The main purpose of this project was to dissect the composition and activity of gamma-tubulin ring complexes (γTuRCs), the main nucleator of microtubule (MT) polymerization.
MTs are filamentous structures, composed of α- and β-tubulin dimers, that mediate essential processes such as intracellular transport, cell migration or chromosome segregation during cell division. MT polymerization in vivo requires specific MT nucleators which regulate MT assembly at MT organizing centers (MTOCs). The major MT nucleator is the γTuRC, a multi-protein complex assembled from γ-tubulin and gamma complex proteins (GCPs) 2-6. According to the current model, activated γTuRCs nucleate MTs by providing a template for MT assembly: the helical arrangement of ~13 γ-tubulin molecules in the γTuRC resembles the arrangement α-β-tubulin subunits in a MT, thereby serving as a platform for the addition of alpha-beta-tubulin dimers. Throughout the cell cycle, γTuRC localizes to the centrosome, the major MTOC in animal somatic cells. Apart from residing in the pericentriolar material (PCM), where γTuRC nucleates MTs that extend into the cytoplasm during interphase or are incorporated into the mitotic spindle during mitosis, γ-tubulin also localizes specifically to centrioles, the core structures of the centrosome. Here, γTuRC might acts as the nucleator of the MTs that constitute the centriolar cylinder. However, convincing data to support this hypothesis is still missing and it remains possible that γTuRC has functions beyond MT nucleation. It is conceivable that both γTuRC activity and its mode of action can be tuned to allow for the formation of distinct MT-based structures in a cell site- and/or cell cycle specific manner. This might be achieved through interactions with selective factors or through alterations in γTuRC subunit composition.

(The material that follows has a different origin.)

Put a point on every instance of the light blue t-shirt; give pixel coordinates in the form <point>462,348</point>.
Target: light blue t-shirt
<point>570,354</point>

In this project, we set out to test these hypotheses. We established conditions to analyse γTuRC by SiMPull, an innovative in vitro approach that is based on the immobilization of single γTuRCs immunoprecipitated from crude cell extract on a PEG-passivated glass surface and imaging of these complexes by high-resolution microscopy. Complementary, we dissected γTuRC activity and composition in a relevant context, namely during centriole assembly. We were able to identify γTuRC interactors that target the complex to centrioles and, intriguingly, we could show that γTuRC might be required for stabilizing the centriolar cylinder when centrioles have already reached their final size. This novel function of γTuRC might be important to guarantee the stable inheritance of centrioles to the daughter cells during cell division and to stably maintain centrioles in non-cycling cells, to allow formation of cilia, cell protrusions that are templated by “mother” centrioles in resting or post-mitotic cells and that are required for cell signalling among other functions.
Overall, our findings provide novel insight into γTuRC activity, especially in the context of centrioles, which frequently show structural and numerical abnormalities in a broad range of diseases such as cancer, microcephaly and a range of complex disorders collectively termed ciliopathies.